この設定のなかでいちばん地味な部分。そしていちばん効いている部分でもある。

後ろへ戻る三本の辺

一つだけ持ち帰るなら、この三本であってほしい。

段階が見積りを超えた ──→ 見積りへ戻る     (押し切らない)
検証が食い違った     ──→ コードへ戻る     (テストへ戻らない)
審査で指摘が出た     ──→ コードへ戻る、再検証より前に

一本目。あなたが与えた一言が覆うのは、そのとき示された記述だ。後から育った姿じゃない。範囲が広がった、深さが増した、戻しにくくなった——どれか一つでも当初の見積りを超えたら、止まって測り直す。もう一度あなたの言葉を待つ。
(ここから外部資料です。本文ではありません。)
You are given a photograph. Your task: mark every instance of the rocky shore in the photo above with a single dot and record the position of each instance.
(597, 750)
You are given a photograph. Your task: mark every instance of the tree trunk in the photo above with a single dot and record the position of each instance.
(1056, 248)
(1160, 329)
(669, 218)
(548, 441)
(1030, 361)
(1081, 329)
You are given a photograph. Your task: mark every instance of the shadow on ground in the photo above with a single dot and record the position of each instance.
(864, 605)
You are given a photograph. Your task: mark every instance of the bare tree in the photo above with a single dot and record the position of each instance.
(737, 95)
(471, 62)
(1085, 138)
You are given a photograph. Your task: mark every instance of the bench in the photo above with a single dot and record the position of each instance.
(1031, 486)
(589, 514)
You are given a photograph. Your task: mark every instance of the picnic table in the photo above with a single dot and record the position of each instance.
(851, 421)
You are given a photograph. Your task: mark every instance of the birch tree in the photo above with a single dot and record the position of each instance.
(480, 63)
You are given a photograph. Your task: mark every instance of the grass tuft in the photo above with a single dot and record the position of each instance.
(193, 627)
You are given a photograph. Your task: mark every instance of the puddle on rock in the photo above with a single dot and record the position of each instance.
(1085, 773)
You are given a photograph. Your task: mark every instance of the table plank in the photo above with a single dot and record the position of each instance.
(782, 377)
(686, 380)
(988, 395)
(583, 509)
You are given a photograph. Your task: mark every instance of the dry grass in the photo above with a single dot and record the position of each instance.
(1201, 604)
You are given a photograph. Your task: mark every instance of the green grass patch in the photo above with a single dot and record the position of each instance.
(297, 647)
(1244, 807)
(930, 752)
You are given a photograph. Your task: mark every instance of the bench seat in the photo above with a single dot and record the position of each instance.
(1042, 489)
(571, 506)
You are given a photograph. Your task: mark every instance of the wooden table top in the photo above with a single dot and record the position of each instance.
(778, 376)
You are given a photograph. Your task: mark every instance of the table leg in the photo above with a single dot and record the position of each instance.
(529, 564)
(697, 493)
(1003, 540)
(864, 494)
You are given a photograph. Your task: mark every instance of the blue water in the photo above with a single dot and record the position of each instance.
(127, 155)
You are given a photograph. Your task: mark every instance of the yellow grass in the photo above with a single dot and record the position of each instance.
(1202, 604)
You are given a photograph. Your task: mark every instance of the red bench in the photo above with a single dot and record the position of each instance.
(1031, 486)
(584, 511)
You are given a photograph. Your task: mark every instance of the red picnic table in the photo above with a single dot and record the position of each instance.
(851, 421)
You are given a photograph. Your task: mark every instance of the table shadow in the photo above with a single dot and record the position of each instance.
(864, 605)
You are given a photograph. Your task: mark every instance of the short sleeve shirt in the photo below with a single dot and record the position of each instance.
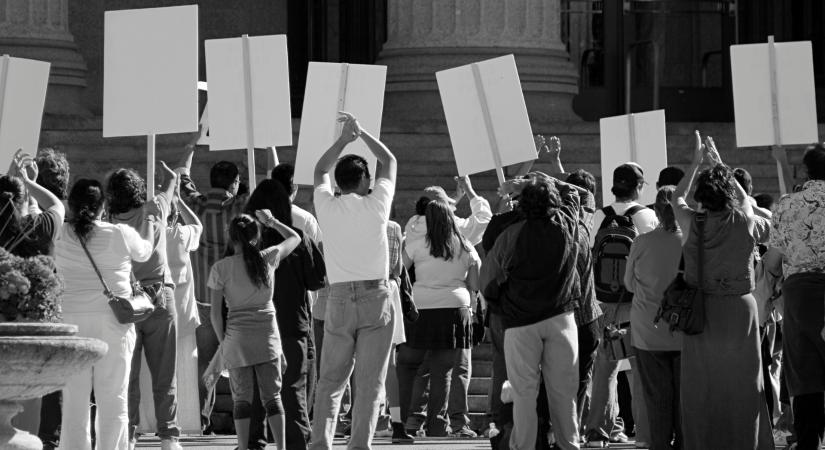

途中で別物になったと気づきながら、古い許可のまま進む——これが私の見てきたいちばんよくある逸脱の形だ。ダントツで。

二本目。結果が計画とずれたときは、テストじゃなくコードへ戻る。テストを曲げて通すのは、あらゆる近道のなかでいちばん安い。そしていちばん致命的でもある。赤を緑にするだけで、何一つ正しくならない。

三本目。審査で出た指摘は再検証の前に直す。後回しにできない理由は、次の節で。

最後のゲート — 同じターンで走らせ直す

「三つ前のメッセージではテストは緑だった」——これは数に入らない。

証拠は、それが支える主張と同じターンから来なければならない。その緑のあとに手を入れたなら、あの緑はいま手元にある木を説明していない。同じターンでの再実行なしに「完了」と報告する?それは事実じゃない。事実の服を着た推測だ。

ついでに、小さいのに実入りの大きい落とし穴を一つ。

set -o pipefail; flutter analyze 2>&1 | tail -6

先頭の set -o pipefail がないと、shell が返すのは tail の終了ステータスだ。tail は解析器が何を見つけようが成功する。このチェックは永遠に通過し続ける。この手のものは必ずルールとして書き残すべきだ。そうしないと、数か月おきに同じ発見をやり直すことになる。実際そうだった。

締めでは三つを言う

何が完了したか。何を先送りしたか。何がまだ不確かか。それだけだ。

黙って飛ばしたものがあるなら「完了」は誤りだ。skip されたテスト、pending のまま置かれたテスト、中身を抜かれたテストが一つでもあるなら「テストは通った」も誤りだ。正直な報告は形が整わない。でも読み手は、示された疑いには手を打てる。誰も口にしなかった穴には、何もできない。

正直な但し書き

代償は実在する。一巡ごとに、あのブロックを書くところから始まる。小さな用事では儀式めいて感じる。だから逃げ道を三つ残した。読み取りだけのターンはそもそも免除。スラッシュで呼んだスキルには外側のゲートを重ねない(呼んだこと自体が許可だ)。そして「とりあえずやって」の一言で、セッション中はゲートを下ろせる。

もっと正直に言うべきはこっちだ。モデルが八段すべてを守りきる保証は、私には出せない。毎ターンの注入は忘れにくくするだけだ。忘れないようにするものじゃない。だから次にやることはルールを増やすことじゃない。どれだけ守られているかを測ることだ。それは別の記事になる。

一行で締める

ゲートは一つに畳む。情報がいちばん揃った瞬間に、人が一度だけうなずく。残る七つは規律に委ねる。その規律は記憶に頼らず、毎ターン注入し直す。それでもなお生じるずれ——それは後ろへ戻る三本の辺が引き戻す。